AI Governance > AI Hype: The Simple Playbook

AI Governance > AI Hype: The Simple Playbook


AI is moving fast. New rules are landing, tools are everywhere, and every company feels pressure to do something with AI. The problem: many projects never leave the pilot stage, or they collapse because nobody owns the risks.

Here is a simple playbook you can use to cut through the noise. Three words: Strategy. Ownership. Roadmap. If you cover these bases, you are ahead of most.


Strategy

This is the “why.” Why are you using AI, and how do you know if it is worth it?
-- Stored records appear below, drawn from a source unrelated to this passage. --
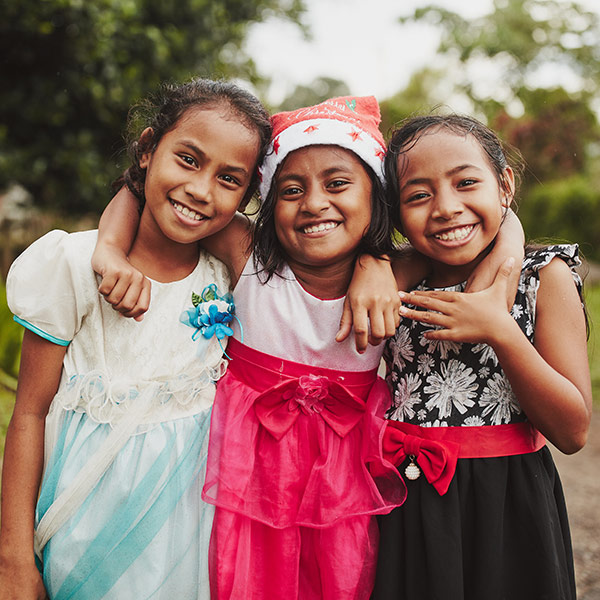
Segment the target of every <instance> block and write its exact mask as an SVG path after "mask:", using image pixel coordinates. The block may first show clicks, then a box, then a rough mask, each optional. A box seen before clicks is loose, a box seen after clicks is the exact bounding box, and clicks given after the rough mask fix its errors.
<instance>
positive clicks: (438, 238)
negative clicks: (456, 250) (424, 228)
mask: <svg viewBox="0 0 600 600" xmlns="http://www.w3.org/2000/svg"><path fill="white" fill-rule="evenodd" d="M471 231H473V225H467V226H466V227H458V228H456V229H452V231H444V232H443V233H437V234H436V235H435V238H436V239H438V240H442V241H444V242H454V241H460V240H464V239H465V238H466V237H467V236H468V235H469V234H470V233H471Z"/></svg>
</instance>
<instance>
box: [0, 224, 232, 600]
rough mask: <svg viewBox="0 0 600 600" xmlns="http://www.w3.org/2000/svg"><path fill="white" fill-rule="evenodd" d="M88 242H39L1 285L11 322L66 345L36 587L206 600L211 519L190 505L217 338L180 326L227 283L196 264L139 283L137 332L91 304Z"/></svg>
mask: <svg viewBox="0 0 600 600" xmlns="http://www.w3.org/2000/svg"><path fill="white" fill-rule="evenodd" d="M95 243H96V232H95V231H87V232H81V233H75V234H66V233H65V232H62V231H53V232H50V233H48V234H47V235H45V236H44V237H42V238H41V239H39V240H38V241H37V242H35V243H34V244H33V245H32V246H31V247H30V248H29V249H27V250H26V251H25V252H24V253H23V254H22V255H21V256H20V257H19V258H18V259H17V260H16V261H15V263H14V264H13V266H12V267H11V270H10V273H9V276H8V280H7V296H8V301H9V306H10V307H11V310H12V311H13V313H14V314H15V320H17V321H18V322H20V323H21V324H23V325H24V326H25V327H27V328H29V329H31V330H32V331H34V332H35V333H37V334H38V335H41V336H42V337H45V338H46V339H48V340H50V341H52V342H54V343H57V344H61V345H64V346H67V351H66V355H65V359H64V362H63V371H62V376H61V381H60V386H59V390H58V393H57V394H56V396H55V397H54V399H53V401H52V405H51V407H50V411H49V414H48V417H47V419H46V439H45V468H44V476H43V481H42V486H41V491H40V497H39V500H38V505H37V514H36V524H37V525H36V539H35V542H36V551H37V552H38V556H39V557H40V558H41V560H42V562H43V576H44V583H45V585H46V588H47V590H48V594H49V596H50V598H52V599H53V600H63V599H67V598H76V599H81V600H83V599H85V600H91V599H97V598H107V599H108V598H110V599H119V600H121V599H128V598H135V599H143V598H153V599H155V598H165V599H168V600H174V599H175V598H177V599H178V598H185V599H193V598H202V599H208V598H209V597H210V596H209V590H208V567H207V556H208V542H209V537H210V532H211V526H212V518H213V507H212V506H210V505H208V504H205V503H204V502H202V501H201V499H200V493H201V490H202V485H203V482H204V472H205V466H206V465H205V461H206V452H207V443H208V430H209V421H210V413H211V407H212V403H213V398H214V393H215V381H216V380H218V379H219V378H220V377H221V375H222V374H223V373H224V371H225V368H226V361H225V360H224V359H223V347H224V344H225V343H226V338H225V339H223V340H221V341H219V340H218V339H217V338H216V336H213V337H210V338H205V337H204V336H203V335H201V332H200V331H199V330H198V329H196V328H195V327H193V326H191V325H188V324H185V323H184V322H183V321H181V320H180V316H181V315H182V314H183V313H184V312H185V311H186V309H192V293H196V294H201V293H202V291H203V290H204V288H205V287H206V286H209V285H210V284H216V286H217V289H218V292H219V293H220V294H225V293H226V292H227V291H228V289H229V279H228V275H227V271H226V269H225V267H224V265H223V264H222V263H220V262H219V261H217V260H216V259H214V258H213V257H211V256H210V255H208V254H206V253H202V254H201V256H200V259H199V262H198V265H197V267H196V268H195V270H194V271H193V272H192V273H191V274H190V275H189V276H187V277H186V278H184V279H182V280H180V281H176V282H173V283H158V282H154V281H153V282H152V301H151V306H150V309H149V311H148V312H147V314H146V316H145V318H144V320H143V321H142V322H136V321H134V320H132V319H126V318H124V317H122V316H121V315H119V314H118V313H117V312H115V311H114V310H113V309H112V308H111V306H110V305H109V304H108V303H107V302H106V301H105V300H104V299H103V298H102V296H101V295H100V294H99V292H98V290H97V279H96V276H95V274H94V273H93V271H92V268H91V263H90V260H91V254H92V251H93V249H94V246H95ZM209 304H211V302H207V303H206V304H203V306H204V307H206V306H208V305H209ZM212 304H215V302H212ZM216 304H219V306H221V307H222V305H221V304H220V303H218V302H217V303H216Z"/></svg>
  • Business goals: What outcome do you want? Save time? Increase revenue? Improve service? Pick a few and be specific.
  • Risk policy: Decide what not to do (for example: no sensitive data, always human review for high-stakes decisions).
  • KPIs: Choose a few ways to measure success (like percent of customer requests solved, time saved, error rate).

Without a clear “why,” AI projects drift into hype.


Ownership

This is the “who.” Who is responsible for keeping things on track?

  • RACI: Spell out who is Responsible, Accountable, Consulted, and Informed for each project.
  • Data stewards: Someone needs to care about clean, accurate, legal data.
  • Model owners: Someone must be in charge of the AI system itself, keeping it updated and safe.

If nobody owns it, it will fail quietly.


Roadmap

This is the “how.” How do you go from small test to something that scales?

  • Pilot -> Scale: Start small, prove it works, then expand. Do not try to “boil the ocean” on day one.
  • AI operations: Keep an eye on performance, quality, and safety over time.
  • Feedback loops: Ask users what is working, log errors, and improve.

Think of it like gardening: plant small, tend it, grow bigger.


What has changed recently

  • New laws: The EU AI Act and UK safety frameworks are now in motion. Even if you are not in Europe, these rules will influence global standards.
  • Standards: ISO has published AI governance guidelines, useful templates for structure.
  • Best practice: Companies are learning to treat AI governance as part of delivery, not as a side project.

Simple tools that work

You do not need 50 page binders. A few lightweight tools go a long way:

  • One page use case sheet: What is the goal, what data do we use, who owns it, how do we measure success?
  • Change log: A simple record of tweaks to models or prompts so nothing mysteriously changes.
  • Test set: A list of tricky questions or scenarios to check before each launch.
  • Ops sheet: Who to call when something breaks, and how to roll back quickly.

Avoid these traps

  • Running pilots with no way to measure if they worked.
  • Forgetting to assign data owners.
  • No plan to roll back if things go wrong.
  • Treating compliance as an afterthought, fixing later is expensive.

A 30-60-90 day starter plan

  • 30 days: Pick two use cases, write one page charters, and decide success measures.
  • 60 days: Run a pilot with a small group, check weekly, and practice an undo drill.
  • 90 days: Expand to a wider team, add user feedback, and run a simple internal review.

Final word

AI governance is not about slowing things down. It is about making sure your projects work in the real world, stay safe, and keep improving. Simple structure beats hype every time.

Strategy. Ownership. Roadmap. If you remember nothing else, remember that.